[ QUOTE ]
[ QUOTE ]
[ QUOTE ]
[ QUOTE ]
[ QUOTE ]
Now they calculate risk of ruin r as:
r = q + (1-q)*r^2.
I'm really confused by what r would be on the right side of this formula. Is it possible to give p,q, and r a value at this point on the right side of the formula in order to come up with a value for r on the left side?
[/ QUOTE ]
r is the risk of ruin for playing forever. It is the same on both sides of the equation.
You have found the correct derviation.
[/ QUOTE ]
ok...
I'm still stuck at the "first neat trick", where r=q+(1-q)*r^2...
This shows that we can bust either by winning once then busting, or by busting outright on the first flip, if we have a bankroll of 1 unit.

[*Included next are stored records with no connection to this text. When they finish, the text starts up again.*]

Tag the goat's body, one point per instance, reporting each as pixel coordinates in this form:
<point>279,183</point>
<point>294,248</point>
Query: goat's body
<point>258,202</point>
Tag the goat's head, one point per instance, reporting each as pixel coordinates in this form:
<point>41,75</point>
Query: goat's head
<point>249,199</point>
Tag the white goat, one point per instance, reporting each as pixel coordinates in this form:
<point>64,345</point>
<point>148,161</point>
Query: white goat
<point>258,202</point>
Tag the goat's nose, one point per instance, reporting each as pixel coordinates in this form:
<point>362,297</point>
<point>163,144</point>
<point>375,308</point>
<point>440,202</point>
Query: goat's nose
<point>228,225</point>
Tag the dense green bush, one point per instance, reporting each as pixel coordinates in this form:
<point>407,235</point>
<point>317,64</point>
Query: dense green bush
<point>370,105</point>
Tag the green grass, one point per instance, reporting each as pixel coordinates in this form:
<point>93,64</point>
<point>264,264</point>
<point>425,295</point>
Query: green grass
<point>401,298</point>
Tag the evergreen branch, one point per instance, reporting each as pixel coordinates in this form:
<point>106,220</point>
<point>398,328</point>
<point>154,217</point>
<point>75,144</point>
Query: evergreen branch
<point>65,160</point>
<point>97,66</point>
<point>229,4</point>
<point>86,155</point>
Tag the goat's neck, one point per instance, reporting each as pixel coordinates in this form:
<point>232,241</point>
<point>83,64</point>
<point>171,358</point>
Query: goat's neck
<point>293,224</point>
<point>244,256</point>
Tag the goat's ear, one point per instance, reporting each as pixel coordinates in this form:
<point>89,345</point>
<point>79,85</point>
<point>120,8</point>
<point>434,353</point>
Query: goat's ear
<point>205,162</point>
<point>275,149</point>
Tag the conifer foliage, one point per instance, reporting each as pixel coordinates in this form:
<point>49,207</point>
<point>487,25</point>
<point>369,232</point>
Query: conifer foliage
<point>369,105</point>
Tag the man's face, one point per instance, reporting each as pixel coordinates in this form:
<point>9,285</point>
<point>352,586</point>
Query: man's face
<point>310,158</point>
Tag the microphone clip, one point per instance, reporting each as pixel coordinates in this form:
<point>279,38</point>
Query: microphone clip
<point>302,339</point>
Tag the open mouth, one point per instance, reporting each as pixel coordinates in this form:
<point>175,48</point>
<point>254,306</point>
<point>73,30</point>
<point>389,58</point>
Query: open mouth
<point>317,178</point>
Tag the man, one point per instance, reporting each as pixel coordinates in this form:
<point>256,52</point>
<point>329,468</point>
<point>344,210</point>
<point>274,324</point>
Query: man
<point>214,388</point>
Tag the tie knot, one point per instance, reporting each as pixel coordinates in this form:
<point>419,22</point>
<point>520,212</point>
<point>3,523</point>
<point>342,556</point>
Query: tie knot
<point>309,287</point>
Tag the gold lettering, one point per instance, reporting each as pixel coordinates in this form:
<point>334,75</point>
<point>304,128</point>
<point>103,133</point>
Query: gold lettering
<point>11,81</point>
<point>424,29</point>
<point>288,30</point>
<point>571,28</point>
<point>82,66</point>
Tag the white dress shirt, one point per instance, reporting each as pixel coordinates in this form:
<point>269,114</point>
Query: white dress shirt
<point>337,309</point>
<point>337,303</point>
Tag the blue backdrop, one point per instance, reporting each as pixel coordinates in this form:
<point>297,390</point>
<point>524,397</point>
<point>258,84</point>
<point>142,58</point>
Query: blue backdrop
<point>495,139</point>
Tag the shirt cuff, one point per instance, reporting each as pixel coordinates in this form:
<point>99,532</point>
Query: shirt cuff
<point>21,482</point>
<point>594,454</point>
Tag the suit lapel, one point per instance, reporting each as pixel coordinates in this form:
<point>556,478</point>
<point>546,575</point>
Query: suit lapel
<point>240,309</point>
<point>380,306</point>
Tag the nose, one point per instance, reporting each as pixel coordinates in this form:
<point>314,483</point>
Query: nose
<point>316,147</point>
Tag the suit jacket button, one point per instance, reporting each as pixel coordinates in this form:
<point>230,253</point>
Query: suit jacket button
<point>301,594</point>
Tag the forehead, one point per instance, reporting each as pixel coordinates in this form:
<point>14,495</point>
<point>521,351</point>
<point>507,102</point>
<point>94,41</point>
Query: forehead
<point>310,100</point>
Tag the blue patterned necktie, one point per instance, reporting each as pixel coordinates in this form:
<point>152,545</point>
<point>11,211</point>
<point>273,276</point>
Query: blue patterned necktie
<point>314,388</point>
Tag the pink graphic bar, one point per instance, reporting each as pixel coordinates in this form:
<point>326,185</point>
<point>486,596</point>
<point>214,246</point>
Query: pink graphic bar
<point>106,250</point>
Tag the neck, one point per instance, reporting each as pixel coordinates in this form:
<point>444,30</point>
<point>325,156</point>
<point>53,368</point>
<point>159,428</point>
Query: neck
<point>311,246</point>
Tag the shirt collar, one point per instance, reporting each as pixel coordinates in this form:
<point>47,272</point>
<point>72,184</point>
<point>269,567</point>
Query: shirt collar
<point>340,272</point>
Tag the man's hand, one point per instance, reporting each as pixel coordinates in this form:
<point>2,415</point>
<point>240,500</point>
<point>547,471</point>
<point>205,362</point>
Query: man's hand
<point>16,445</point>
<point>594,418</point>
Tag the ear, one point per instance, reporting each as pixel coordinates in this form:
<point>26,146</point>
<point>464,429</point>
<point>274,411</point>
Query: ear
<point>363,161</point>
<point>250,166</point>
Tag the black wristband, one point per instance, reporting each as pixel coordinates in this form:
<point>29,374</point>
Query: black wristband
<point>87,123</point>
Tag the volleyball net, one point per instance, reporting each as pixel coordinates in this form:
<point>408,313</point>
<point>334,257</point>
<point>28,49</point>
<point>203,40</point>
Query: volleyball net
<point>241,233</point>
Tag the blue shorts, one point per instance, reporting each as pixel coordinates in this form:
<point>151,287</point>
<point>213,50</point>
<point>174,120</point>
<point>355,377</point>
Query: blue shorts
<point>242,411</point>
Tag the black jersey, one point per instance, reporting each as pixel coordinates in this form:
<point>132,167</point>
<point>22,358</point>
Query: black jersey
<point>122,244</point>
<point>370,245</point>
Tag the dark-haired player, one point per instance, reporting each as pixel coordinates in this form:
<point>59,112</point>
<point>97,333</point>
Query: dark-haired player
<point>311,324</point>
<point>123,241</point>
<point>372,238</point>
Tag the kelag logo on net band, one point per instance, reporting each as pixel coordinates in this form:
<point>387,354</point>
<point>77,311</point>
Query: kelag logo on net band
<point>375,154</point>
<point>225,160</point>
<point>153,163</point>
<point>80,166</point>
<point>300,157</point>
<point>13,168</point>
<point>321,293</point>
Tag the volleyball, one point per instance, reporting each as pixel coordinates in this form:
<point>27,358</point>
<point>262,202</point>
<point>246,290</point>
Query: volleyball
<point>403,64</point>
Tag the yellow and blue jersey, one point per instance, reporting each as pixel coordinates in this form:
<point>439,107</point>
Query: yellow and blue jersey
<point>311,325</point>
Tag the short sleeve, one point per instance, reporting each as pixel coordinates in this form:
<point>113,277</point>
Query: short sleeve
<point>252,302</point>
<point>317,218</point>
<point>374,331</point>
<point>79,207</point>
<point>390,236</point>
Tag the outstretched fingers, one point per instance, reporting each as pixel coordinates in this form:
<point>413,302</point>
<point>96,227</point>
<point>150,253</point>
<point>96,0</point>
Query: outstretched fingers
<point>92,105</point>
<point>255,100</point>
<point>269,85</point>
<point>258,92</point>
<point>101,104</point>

However, there's some chance that we're going to win 3 flips and then bust also, right?
[/ QUOTE ]
That is included in the second term where we win the first flip and then go bust after that. There are only 2 cases. The second term includes all cases where we win the first bet and then go broke at any time after that, no matter how many wins and losses that takes. The probability of this is r^2 because however we go bust, we must lose a $1 bankroll twice, and r is the probability of losing $1 once.
[/ QUOTE ]
Wow.
Okay, I'm going to continue with the derivation and see if I run into any other problems. Thanks for your help, Bruce.
[/ QUOTE ]
In textbook derivations of gambler's ruin for the coin flip game, this is usually done with a difference equation instead of a quadratic. I have given that derivation
here, and it leads to the same result. This is just for the coin flip game against an opponent with a finite bankroll, and the derivation in Sileo's paper starts with the end result of this derivation. Note that against an opponent with an infinite bankroll, T->infinity, and the risk of ruin reduces to (q/p)^B, which agrees with the quadratic derivation. The quadratic equation was intended to be a simplification for people who might not be familiar with difference equations. The difference equation derivation is actually stronger, because the quadratic equation does not exclude r = 1 as a possible solution.